The scope is narrower than assumed but deeper than self-managed

Agents who've never used a TC often overestimate what's included. They expect listing work, CRM, marketing. They also underestimate the specialist depth of what IS included. That depth shows up in state-specific rule fluency, 48-hour deadline rhythms, and party-communication cadence. The realistic picture: a narrow specialized scope that covers the 30-day contract-to-close window well, paired with a VA or in-house admin for the broader business operations.

Try Quill free on your first file to see the full scope in practice.
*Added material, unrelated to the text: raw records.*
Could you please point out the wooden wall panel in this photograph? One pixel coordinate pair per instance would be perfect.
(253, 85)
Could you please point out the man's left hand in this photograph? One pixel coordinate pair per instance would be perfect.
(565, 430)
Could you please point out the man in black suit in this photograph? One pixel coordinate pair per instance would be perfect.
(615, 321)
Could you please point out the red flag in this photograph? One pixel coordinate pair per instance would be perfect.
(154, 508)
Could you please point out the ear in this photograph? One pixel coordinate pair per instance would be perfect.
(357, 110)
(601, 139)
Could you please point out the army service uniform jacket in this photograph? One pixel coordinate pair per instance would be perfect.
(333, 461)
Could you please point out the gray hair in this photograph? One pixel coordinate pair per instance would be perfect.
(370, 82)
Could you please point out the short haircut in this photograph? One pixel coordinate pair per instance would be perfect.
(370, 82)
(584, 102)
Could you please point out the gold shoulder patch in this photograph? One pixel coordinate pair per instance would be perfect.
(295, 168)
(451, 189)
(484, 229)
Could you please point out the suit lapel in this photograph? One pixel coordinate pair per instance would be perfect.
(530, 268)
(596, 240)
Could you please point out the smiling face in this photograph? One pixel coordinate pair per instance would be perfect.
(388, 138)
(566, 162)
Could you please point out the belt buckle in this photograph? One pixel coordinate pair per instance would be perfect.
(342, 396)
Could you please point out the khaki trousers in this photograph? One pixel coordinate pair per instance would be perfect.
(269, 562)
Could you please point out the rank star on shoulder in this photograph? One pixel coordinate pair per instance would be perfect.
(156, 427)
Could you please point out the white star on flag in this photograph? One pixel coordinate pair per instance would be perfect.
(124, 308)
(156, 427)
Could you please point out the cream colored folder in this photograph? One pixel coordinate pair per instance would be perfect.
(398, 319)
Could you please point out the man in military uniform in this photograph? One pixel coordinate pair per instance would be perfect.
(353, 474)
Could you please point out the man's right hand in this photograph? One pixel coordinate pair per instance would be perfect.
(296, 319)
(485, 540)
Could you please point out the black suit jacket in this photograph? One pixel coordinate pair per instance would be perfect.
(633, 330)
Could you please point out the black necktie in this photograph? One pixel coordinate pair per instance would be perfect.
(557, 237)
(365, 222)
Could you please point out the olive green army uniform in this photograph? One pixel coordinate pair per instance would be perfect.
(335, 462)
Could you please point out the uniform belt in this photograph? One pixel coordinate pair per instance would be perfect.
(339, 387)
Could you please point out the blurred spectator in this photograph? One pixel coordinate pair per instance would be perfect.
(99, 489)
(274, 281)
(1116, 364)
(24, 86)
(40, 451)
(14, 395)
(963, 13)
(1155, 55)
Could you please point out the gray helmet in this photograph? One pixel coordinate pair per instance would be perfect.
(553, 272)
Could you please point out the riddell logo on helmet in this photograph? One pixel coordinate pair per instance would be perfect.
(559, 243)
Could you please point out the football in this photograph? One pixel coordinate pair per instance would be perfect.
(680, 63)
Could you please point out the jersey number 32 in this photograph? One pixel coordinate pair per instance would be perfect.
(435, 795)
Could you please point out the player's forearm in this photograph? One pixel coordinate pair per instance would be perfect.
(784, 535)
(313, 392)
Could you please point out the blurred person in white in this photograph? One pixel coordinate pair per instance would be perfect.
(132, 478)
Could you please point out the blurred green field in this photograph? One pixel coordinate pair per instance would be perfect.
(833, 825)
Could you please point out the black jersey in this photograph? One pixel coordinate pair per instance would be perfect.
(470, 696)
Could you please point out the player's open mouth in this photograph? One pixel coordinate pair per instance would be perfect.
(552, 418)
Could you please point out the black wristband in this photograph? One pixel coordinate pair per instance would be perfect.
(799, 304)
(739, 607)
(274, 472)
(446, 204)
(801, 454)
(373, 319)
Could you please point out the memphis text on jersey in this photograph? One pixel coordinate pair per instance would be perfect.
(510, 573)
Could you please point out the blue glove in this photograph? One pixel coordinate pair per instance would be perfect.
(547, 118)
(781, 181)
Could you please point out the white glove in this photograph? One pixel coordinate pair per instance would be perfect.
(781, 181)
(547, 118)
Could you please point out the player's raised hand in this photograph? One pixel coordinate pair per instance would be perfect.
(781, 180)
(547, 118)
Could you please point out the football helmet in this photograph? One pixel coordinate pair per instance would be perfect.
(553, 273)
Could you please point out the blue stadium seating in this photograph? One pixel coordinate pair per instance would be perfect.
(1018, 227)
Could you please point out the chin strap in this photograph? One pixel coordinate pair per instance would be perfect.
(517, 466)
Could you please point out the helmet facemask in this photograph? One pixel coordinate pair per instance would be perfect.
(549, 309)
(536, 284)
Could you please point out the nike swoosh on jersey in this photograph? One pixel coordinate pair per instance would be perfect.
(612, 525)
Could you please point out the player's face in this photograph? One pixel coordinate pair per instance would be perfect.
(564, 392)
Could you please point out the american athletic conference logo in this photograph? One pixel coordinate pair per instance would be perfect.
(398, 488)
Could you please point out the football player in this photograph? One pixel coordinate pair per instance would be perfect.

Frequently asked questions

What exactly is included in a typical TC service?
Full contract-to-close coordination: contract intake and deadline calendar, party coordination (lender, title, inspector, appraiser, opposing agent, HOA), document collection and delivery, contingency tracking, amendment processing, closing disclosure review, and compliance file assembly. The scope typically covers 25 discrete tasks across 4 phases.
Are listings included in a TC fee?
Usually not. Listing coordination (pre-contract work like MLS entry, photography, marketing) is a separate scope and usually priced separately. A TC service's fee covers contract-to-close on active transactions, not the listing-side pre-market work.
Does a TC service cover the closing itself?
Partially. The TC coordinates with the title or escrow company leading up to closing, reviews the closing disclosure against contract terms, and handles post-close file assembly. The physical closing event (signing) is run by the title/escrow company's closing coordinator, not the TC.
What's not included in a TC service?
Six things typically excluded: negotiation (reserved for the agent), legal advice (requires an attorney), pre-contract buyer consultations, listing marketing, CRM management, and post-close client follow-up beyond the broker file. Anything outside the executed-contract-to-closed-file window is generally out of scope.
Do TC services include state-specific compliance?
Reputable services do. State-specific compliance handling (Utah REPC timelines, California disclosure stacks, Texas TREC forms) is core scope, not an add-on. A TC who isn't running state-specific rules on every file isn't doing the job competently.
What about add-ons or optional services?
Some services offer listing coordination, marketing support, CRM management, or dedicated account manager features as separate add-ons. Quill's core service is contract-to-close; Quill does not bundle listing coordination or CRM work. Those are separate needs best handled by a VA or dedicated listing coordinator.
How does Quill's scope compare to typical TC services?
Quill's scope matches industry-standard contract-to-close for $350 per file billed at close. Core scope: deadline tracking, party coordination, document collection, compliance file assembly, state-specific form handling, and closing coordination. First file is free so you can see the scope on a real transaction before committing.